= Catholic Church in Saudi Arabia =

Catholicism in Saudi Arabia is officially barred from being practised, though Catholics are allowed into the country for temporary work. There is a large expatriate Filipino community in Saudi Arabia, many of whom are thought to be Catholics. There are no parishes in Saudi Arabia, which comes under the jurisdiction of the Apostolic Vicariate of Northern Arabia.

Saudi Arabia allows Catholics and Christians of other denominations to enter the country as foreign workers for temporary work, but does not allow them to practise their faith openly. As a result, Catholics and other Christians generally only worship in secret within private homes. Items and articles belonging to religions other than Islam are not prohibited, as long as they're just used privately. These include Bibles, crucifixes, statues, carvings, items with religious symbols, and others, although the government's stated policy was that such items were allowed for private religious purposes.

The Saudi Arabian Mutaween (Arabic: مطوعين), or Committee for the Promotion of Virtue and the Prevention of Vice prohibits the practice of any religion other than Islam. Conversion of a Muslim to another religion is considered apostasy, which, along with proselytising by non-Muslims, is prohibited, and can lead to the death penalty.

The government permits non-Muslim clergy to enter the country for the purpose of conducting religious services.

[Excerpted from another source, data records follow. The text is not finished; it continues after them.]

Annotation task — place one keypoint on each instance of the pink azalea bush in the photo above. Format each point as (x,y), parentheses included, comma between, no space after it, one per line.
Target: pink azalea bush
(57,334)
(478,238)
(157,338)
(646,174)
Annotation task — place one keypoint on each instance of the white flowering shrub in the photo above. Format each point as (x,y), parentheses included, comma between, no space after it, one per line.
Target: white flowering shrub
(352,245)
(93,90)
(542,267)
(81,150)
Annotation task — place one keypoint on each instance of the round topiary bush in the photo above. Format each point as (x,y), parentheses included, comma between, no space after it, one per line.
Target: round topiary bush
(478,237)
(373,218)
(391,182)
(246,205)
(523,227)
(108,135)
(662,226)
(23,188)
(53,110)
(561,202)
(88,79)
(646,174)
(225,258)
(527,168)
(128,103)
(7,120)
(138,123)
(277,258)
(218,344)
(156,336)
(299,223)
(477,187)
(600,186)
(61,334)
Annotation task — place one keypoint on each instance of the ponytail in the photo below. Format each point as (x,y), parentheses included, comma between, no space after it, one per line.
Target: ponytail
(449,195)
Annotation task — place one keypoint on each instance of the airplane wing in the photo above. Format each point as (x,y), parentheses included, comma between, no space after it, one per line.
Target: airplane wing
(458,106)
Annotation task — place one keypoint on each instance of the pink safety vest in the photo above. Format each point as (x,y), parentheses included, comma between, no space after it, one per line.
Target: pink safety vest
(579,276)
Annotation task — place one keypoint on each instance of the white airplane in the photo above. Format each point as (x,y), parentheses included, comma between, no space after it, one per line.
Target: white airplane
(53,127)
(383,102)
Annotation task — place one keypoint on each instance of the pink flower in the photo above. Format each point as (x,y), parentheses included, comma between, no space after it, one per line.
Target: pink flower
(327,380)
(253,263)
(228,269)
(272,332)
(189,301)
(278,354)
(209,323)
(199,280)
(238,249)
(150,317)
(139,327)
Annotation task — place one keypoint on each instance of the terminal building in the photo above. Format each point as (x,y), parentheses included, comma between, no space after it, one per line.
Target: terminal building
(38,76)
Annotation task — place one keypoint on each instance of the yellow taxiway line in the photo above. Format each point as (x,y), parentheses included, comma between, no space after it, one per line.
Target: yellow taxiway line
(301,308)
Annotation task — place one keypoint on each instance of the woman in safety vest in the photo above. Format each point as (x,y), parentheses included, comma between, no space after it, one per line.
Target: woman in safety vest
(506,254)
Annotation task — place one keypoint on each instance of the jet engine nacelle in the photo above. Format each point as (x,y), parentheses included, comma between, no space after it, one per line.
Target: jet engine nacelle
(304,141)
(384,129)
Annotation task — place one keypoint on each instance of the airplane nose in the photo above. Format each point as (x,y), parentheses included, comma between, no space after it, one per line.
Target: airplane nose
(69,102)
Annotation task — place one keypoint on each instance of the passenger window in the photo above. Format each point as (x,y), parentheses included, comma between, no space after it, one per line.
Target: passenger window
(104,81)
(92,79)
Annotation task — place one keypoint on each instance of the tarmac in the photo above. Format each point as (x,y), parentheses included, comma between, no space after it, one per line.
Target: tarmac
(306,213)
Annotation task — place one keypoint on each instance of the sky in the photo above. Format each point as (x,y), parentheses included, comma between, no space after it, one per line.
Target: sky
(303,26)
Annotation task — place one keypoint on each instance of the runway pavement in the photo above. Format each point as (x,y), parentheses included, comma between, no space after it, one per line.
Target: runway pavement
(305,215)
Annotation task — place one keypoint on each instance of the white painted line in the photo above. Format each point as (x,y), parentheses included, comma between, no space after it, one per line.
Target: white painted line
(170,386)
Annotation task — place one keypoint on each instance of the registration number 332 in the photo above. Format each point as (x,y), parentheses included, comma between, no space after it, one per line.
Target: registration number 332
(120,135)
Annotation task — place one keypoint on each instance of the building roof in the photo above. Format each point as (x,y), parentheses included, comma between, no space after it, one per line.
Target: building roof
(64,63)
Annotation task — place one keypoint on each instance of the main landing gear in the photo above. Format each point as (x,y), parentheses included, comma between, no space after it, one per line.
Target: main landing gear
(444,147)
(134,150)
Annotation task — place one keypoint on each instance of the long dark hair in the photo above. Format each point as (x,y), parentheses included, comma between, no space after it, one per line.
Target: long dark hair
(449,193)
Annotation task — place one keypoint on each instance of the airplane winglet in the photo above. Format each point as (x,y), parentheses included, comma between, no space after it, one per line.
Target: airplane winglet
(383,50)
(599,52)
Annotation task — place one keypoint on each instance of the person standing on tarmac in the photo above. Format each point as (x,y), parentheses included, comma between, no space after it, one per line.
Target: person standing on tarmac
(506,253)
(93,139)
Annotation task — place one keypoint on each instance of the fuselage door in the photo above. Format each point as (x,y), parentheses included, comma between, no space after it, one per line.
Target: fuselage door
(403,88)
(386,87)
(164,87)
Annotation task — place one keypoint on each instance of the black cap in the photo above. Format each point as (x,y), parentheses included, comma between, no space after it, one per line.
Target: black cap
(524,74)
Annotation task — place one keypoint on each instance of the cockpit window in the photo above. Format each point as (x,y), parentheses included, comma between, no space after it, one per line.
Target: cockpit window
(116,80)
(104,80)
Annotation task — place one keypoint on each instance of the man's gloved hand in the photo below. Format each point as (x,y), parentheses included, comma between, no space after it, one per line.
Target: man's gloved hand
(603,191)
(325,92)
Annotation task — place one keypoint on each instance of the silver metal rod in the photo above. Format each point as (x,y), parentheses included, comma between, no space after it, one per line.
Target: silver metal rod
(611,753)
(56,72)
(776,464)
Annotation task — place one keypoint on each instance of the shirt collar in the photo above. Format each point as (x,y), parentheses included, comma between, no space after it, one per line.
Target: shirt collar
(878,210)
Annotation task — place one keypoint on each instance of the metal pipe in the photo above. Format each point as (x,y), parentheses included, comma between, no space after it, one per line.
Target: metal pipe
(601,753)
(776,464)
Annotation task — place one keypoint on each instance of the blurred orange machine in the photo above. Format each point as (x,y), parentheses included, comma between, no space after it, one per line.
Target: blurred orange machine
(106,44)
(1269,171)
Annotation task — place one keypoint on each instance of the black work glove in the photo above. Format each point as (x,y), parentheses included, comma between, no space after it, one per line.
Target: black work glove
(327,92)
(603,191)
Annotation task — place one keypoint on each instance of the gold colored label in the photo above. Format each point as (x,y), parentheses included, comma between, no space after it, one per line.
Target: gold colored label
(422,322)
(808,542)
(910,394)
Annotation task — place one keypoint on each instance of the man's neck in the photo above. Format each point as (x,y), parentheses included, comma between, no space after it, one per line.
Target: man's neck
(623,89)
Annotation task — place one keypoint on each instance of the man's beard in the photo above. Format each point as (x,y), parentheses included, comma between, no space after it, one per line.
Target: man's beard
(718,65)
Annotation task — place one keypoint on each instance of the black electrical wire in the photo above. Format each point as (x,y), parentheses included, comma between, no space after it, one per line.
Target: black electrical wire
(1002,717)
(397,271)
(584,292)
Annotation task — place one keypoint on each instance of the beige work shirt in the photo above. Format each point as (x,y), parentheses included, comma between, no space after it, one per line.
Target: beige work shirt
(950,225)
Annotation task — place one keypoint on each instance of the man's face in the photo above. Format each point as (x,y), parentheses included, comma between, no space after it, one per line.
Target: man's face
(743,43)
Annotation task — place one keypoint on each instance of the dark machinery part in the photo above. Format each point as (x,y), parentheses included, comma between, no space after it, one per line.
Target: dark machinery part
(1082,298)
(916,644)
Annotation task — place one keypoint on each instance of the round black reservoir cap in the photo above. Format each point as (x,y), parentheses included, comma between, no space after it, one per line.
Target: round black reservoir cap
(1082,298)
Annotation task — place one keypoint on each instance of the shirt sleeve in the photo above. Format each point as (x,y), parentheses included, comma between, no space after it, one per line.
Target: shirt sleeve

In 2018, it was reported that the Committee for the Promotion of Virtue and the Prevention of Vice had stopped enforcing the ban on Christian religious services in the Kingdom. It was also reported that a Coptic Mass was openly conducted for the first time in Riyadh during the visit of Ava Morkos, Coptic Bishop of Shobra Al-Kheima in Egypt. Morkos had been formally invited to Saudi Arabia by Crown Prince Mohammad bin Salman in March 2018.

== Demographics ==
In 2022, the number of Christians living in Saudi Arabia was estimated at 2.1 million; however, it is unknown how many are Catholics, Orthodox, or Protestants.

In 2020, adherents of Catholicism were estimated to make up of 5.56% of the population. Other figures suggested that Catholics number almost 1.3 million people, making up about 7% of the Saudi population. There is a substantial Catholic community in the country, made up exclusively of immigrant workers: mainly Filipino Catholics (about 1 million, 85% Catholics according to estimates of 2010) and Indian Catholics, the number of whom is not known exactly.
In Saudi Arabia there is no territorial jurisdiction of the Catholic Church: the territory of the country is included in the Apostolic Vicariate of Northern Arabia, based in Awali, Bahrain.

== Relations between the Holy See and Saudi Arabia ==

Saudi Arabia and the Holy See do not have diplomatic relations. The pontifical representative of local Christians is the apostolic delegate in the Arabian Peninsula, who lives in Kuwait.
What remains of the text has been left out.